My goal: is to write a loop that creates a unique data.frame for a multivariate time series that is split by a factor called hour. The data is daily and has values for demand and ad spend at each hour of the day. Each data.frame has1 date column, one demand column and 8 adspend columns representing the adspend for the current hour and the 7 previous hours. For example two loop cycles for I=3 and I=9 would produce: For 9am hour Data.Frame: the columns will be Date Demand9AM, AdSpend9AM...AdSpend2AM For 3am hour Data.Frame: the columns will be Date Demand3AM, AdSpend3AM...AdSpend9PM (yesterday) The trick is that earlier hours will have to pull some adspend from the previous days hours. A couple of solid coders on this site suggested I read about the "zoo" package. I did! So I have been able to take this problem to a solid place. Here is code for pseudo data that outputs a sequence of data.frames similar to what I need. Because I am a novice, I am not sure this is the most efficient way to create this loop. So my questions are:
Is there a simpler way to create this loop?
Is there a way to assign names to the variables within the loop?
- Is it possible to create the dataframes in a vectorized way?
The first question is far more important. Thank you
set.seed(1)
library(forecast)
library(lubridate)
library(zoo)
library(reshape)
set.seed(31)
foo <- function(myHour, myDate){
rlnorm(1, meanlog=0,sdlog=1)*(myHour) + (150*myDate)
}
Hour <- 1:24
Day <-1:90
dates <-seq(as.Date("2012-01-01"), as.Date("2012-3-30"), by = "day")
myData <- expand.grid( Day, Hour)
names(myData) <- c("Date","Hour")
myData$Adspend <- apply(myData, 1, function(x) foo(x[2], x[1]))
myData$Date <-dates
myData$Demand <-(rnorm(1,mean = 0, sd=1)+.75*myData$Adspend)
## ok, done with the fake data generation.
myData
ADDate<-myData[,-4]
DemDate<-myData[,-3]
HourAD<-melt(ADDate, id=c("Date","Hour"), measured=c("Adspend"))
HourAD<-cast(HourAD,...~Hour)
ADHR<-zoo(HourAD,HourAD$Date)
HourDemand<-melt(DemDate, id=c("Date","Hour"), measured=c("Demand"))
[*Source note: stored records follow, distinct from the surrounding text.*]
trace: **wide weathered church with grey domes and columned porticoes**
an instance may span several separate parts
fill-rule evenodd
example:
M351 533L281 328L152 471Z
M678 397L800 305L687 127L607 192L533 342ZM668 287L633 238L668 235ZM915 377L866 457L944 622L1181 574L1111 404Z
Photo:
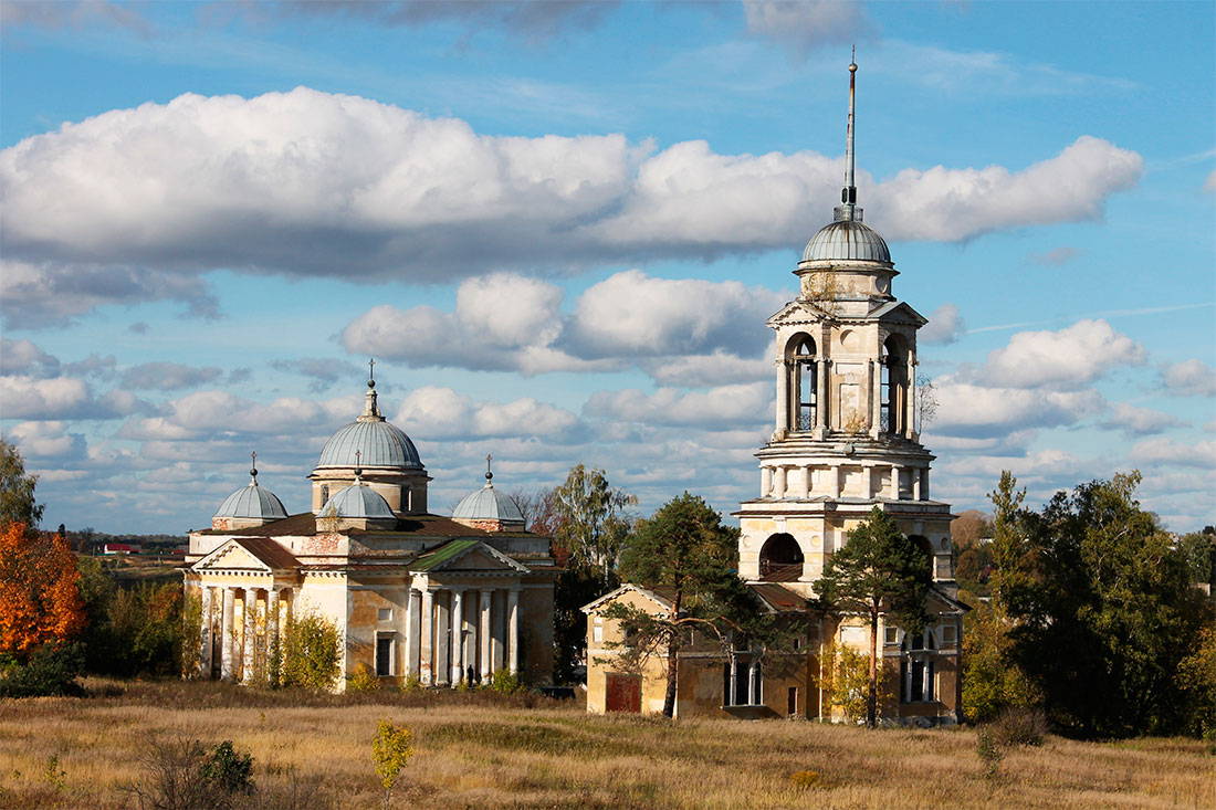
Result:
M317 615L340 640L337 691L360 669L395 685L486 684L503 670L550 682L550 539L525 530L489 468L452 516L430 513L430 477L381 414L375 379L364 412L330 438L309 476L310 511L288 516L257 467L250 476L210 528L190 534L199 676L275 680L293 626Z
HourDemand<-cast(HourDemand,...~Hour)
DEMHR<-zoo(HourDemand,HourDemand$Date)
DATASET <-vector("list",length(Hour))
for(i in seq_along(Hour)) { ifelse(i==1, DATASET[[i]]<-merge(DEMHR[,1],ADHR[,1],lag(ADHR[,18:24],-1),DATASET[[i]]<-merge(DEMHR[,i],ADHR[,i],DATASET[[i-1]]))}
DATASET <-vector("list",length(Hour))
for(i in seq_along(Hour)) { ifelse(i==1, DATASET[[i]]<-merge(DEMHR[,1],ADHR[,1],lag(ADHR[,18:24],-1)),DATASET[[i]]<-merge(DEMHR[,i],ADHR[,i],DATASET[[i-1]][,2:7]))}